In an attempt to try to establish whether the reduction was sustained, the researchers then examined new data several years after legalization was implemented. The new study included three years of post-legalization data in addition to the data from the prior study.

“Using national daily criminal incident data from January 1, 2015–December 31, 2021 from the Canadian Uniform Crime Reporting Survey (UCR-2), the study employed Seasonal Autoregressive Integrated Moving Average (SARIMA) time series models to assess the associations between legalization and youth cannabis-related offences.” the researchers stated about the design of the study.

The data involved police-reported cannabis-related offenses among youth aged 12-17 years (male, n = 34,508; female, n = 9,529).

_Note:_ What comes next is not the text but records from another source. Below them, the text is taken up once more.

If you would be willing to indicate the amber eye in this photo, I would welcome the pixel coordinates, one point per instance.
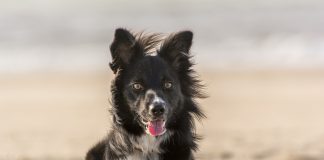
(167, 85)
(137, 86)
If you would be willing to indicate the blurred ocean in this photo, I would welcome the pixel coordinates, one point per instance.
(59, 35)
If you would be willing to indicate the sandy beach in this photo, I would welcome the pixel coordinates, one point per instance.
(257, 115)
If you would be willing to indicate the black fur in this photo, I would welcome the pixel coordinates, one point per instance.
(132, 62)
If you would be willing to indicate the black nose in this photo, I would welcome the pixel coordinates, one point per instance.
(158, 109)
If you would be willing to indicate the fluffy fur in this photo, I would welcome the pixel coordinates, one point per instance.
(154, 83)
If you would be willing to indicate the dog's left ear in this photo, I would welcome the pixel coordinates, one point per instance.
(175, 49)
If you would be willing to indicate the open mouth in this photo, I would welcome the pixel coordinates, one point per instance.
(155, 127)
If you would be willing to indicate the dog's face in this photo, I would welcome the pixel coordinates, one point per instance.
(152, 91)
(151, 86)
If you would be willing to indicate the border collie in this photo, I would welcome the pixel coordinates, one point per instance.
(153, 99)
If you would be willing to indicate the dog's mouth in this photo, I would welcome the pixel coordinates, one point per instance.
(155, 127)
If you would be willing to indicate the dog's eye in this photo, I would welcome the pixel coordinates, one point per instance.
(137, 86)
(167, 85)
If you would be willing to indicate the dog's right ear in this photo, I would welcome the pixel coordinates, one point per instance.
(122, 49)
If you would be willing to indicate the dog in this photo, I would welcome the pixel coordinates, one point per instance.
(153, 99)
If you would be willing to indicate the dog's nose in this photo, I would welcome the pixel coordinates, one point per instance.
(158, 109)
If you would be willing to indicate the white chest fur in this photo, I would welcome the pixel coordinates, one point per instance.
(147, 147)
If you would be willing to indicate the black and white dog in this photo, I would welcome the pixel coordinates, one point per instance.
(153, 99)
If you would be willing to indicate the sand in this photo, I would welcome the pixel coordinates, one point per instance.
(275, 115)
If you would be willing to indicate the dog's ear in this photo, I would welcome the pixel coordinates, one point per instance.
(123, 49)
(175, 49)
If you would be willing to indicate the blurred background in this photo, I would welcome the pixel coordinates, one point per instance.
(262, 63)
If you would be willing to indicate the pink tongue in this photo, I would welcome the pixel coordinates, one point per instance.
(156, 128)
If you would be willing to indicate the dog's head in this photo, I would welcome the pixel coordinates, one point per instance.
(151, 88)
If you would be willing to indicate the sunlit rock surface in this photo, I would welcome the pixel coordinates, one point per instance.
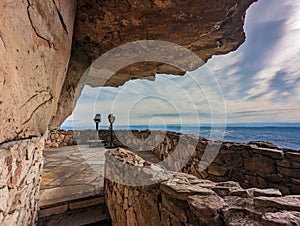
(204, 27)
(35, 43)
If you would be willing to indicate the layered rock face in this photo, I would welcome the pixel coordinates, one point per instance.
(257, 164)
(20, 177)
(35, 46)
(35, 42)
(183, 199)
(204, 27)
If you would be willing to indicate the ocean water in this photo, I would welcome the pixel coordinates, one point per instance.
(284, 135)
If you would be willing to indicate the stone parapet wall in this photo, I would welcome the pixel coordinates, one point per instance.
(21, 165)
(257, 164)
(183, 199)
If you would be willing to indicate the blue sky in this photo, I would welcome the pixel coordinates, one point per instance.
(260, 82)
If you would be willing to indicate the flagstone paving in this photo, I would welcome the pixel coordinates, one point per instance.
(71, 172)
(72, 189)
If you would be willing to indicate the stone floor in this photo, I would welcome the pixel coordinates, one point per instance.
(72, 186)
(71, 172)
(72, 190)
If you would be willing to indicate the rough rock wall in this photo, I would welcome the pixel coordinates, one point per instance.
(258, 164)
(35, 43)
(21, 165)
(183, 199)
(204, 27)
(35, 46)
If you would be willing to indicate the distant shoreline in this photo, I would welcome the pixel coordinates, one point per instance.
(283, 136)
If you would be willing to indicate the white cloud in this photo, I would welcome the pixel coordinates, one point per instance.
(248, 92)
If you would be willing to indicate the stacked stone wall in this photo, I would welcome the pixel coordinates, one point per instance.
(257, 164)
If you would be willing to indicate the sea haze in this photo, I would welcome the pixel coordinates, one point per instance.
(284, 135)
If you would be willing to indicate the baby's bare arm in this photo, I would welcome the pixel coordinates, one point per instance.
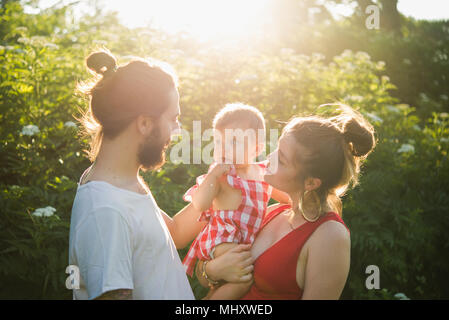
(203, 196)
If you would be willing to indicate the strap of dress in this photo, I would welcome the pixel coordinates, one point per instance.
(273, 213)
(84, 174)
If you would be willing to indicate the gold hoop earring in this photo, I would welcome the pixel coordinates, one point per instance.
(301, 206)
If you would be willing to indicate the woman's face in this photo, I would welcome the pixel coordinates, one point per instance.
(282, 170)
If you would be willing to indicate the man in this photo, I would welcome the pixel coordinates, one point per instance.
(123, 244)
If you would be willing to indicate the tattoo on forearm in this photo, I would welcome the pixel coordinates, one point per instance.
(121, 294)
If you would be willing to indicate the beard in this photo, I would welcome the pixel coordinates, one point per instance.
(151, 154)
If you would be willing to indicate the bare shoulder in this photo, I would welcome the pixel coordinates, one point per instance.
(332, 232)
(274, 207)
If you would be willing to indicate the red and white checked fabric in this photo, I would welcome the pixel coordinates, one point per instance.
(238, 226)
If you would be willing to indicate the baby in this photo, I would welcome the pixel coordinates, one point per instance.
(232, 196)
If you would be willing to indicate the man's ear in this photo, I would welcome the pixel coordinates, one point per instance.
(312, 184)
(144, 124)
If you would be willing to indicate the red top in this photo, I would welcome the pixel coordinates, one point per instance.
(275, 268)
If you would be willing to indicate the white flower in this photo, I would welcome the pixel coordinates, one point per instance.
(196, 63)
(406, 148)
(424, 97)
(70, 124)
(100, 42)
(23, 40)
(51, 46)
(375, 117)
(401, 296)
(38, 40)
(354, 98)
(249, 77)
(30, 130)
(393, 109)
(380, 65)
(21, 29)
(362, 55)
(318, 56)
(44, 212)
(287, 51)
(346, 53)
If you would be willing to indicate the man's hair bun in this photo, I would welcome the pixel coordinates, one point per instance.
(101, 62)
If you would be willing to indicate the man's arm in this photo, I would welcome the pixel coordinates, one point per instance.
(184, 226)
(120, 294)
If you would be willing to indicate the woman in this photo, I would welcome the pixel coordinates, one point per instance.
(303, 249)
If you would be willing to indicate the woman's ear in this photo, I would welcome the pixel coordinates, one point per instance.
(260, 148)
(144, 124)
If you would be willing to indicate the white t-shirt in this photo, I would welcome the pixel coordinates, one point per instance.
(119, 240)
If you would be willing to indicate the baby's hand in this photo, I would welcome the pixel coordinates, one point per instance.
(220, 169)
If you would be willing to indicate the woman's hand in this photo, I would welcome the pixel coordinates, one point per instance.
(235, 265)
(219, 170)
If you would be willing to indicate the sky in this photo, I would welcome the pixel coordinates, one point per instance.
(229, 15)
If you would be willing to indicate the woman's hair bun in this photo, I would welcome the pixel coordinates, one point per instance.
(101, 62)
(360, 135)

“Legalization was associated with significant reductions in both male and female police-reported cannabis-related offences: females, 4.04 daily incidents [95% confidence interval (CI), 3.08; 5.01)], a 62.1% decrease [standard error (se), 34.3%]; males, 12.42 daily offences (95% CI, 8.99; 15.86), a reduction of 53.0% (se, 22.7%). There was no evidence of associations between cannabis legalization and patterns of property or violent crimes.” the researchers stated.

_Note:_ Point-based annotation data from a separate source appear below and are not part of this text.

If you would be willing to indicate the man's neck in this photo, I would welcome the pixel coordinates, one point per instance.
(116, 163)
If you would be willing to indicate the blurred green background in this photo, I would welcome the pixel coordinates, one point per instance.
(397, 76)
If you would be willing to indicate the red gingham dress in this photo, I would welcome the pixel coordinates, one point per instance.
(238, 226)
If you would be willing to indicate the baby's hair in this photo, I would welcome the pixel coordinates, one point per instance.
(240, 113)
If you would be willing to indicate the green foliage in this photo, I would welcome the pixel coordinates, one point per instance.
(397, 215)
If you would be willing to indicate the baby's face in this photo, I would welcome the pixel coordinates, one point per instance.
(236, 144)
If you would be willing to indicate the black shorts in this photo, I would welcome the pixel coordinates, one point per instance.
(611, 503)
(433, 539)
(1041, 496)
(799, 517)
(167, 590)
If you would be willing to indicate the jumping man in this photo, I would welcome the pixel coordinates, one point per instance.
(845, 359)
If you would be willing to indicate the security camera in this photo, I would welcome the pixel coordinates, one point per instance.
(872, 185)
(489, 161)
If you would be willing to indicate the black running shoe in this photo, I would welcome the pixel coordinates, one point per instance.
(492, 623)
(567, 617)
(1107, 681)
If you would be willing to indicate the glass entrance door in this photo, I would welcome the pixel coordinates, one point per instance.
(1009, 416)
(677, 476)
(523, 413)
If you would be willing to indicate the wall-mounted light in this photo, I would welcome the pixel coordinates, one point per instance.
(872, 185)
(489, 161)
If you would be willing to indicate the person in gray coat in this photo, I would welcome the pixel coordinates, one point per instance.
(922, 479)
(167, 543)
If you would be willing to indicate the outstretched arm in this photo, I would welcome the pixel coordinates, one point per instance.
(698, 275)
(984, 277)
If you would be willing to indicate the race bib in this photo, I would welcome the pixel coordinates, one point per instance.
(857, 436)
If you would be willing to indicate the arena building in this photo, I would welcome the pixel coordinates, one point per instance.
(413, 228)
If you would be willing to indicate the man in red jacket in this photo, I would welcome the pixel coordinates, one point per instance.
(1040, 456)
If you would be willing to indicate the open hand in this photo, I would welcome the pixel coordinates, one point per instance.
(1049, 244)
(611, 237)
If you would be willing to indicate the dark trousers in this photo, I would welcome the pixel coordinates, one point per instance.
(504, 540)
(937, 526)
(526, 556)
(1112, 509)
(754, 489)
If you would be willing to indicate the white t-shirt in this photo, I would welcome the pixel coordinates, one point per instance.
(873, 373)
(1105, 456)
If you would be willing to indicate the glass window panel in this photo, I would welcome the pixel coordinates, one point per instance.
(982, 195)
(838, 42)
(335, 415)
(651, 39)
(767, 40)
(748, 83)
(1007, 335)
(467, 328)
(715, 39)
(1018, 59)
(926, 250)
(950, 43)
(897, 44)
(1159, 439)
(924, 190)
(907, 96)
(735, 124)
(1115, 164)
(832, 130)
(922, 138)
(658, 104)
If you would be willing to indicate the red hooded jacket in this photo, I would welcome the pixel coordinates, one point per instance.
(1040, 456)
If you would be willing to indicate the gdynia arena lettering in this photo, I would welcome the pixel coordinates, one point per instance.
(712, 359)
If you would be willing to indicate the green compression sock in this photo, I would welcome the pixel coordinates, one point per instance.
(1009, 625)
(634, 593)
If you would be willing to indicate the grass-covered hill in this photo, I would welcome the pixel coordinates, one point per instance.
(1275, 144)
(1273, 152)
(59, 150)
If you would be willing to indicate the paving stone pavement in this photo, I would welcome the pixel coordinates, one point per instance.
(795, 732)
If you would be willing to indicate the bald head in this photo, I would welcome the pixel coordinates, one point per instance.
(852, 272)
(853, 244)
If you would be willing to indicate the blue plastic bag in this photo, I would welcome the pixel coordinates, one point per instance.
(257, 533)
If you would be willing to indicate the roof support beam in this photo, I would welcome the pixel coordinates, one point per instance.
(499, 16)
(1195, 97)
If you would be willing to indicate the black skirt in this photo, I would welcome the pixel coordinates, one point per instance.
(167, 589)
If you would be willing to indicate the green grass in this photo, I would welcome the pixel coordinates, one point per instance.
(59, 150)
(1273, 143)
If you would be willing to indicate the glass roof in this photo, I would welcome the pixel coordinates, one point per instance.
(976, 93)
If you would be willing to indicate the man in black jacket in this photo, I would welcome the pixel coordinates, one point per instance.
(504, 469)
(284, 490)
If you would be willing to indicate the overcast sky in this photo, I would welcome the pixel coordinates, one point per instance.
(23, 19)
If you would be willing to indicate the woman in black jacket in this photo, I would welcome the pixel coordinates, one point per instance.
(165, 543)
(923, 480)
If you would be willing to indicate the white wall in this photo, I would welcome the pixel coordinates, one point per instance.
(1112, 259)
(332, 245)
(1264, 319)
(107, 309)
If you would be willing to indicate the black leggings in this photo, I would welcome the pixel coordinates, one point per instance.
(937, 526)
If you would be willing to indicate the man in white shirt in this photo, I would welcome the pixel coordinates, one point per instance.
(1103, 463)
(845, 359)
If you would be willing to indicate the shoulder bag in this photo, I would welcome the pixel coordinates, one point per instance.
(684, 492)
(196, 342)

“Results suggest that the impact of the Cannabis Act on reducing cannabis-related youth crimes is sustained, supporting the Act’s objectives to reduce cannabis-related criminalization among youth and associated burden on Canadian criminal justice system.” the researchers concluded.

In addition to reductions in cannabis-related youth crimes being reported, legalization in Canada has served as a tremendous economic booster. Previous studies have found that the legal cannabis industry in Canada has created at least 151,000 jobs.

Additionally, Deloitte estimates that the legal cannabis industry in Canada has contributed over $43.5 billion to the nation’s GDP since the start of legalization. Cannabis companies have directly invested roughly $4.4 billion into Canada’s economy, with the remaining boost to GDP coming from “indirect” economic contributions, and “induced” contributions according to Deloitte.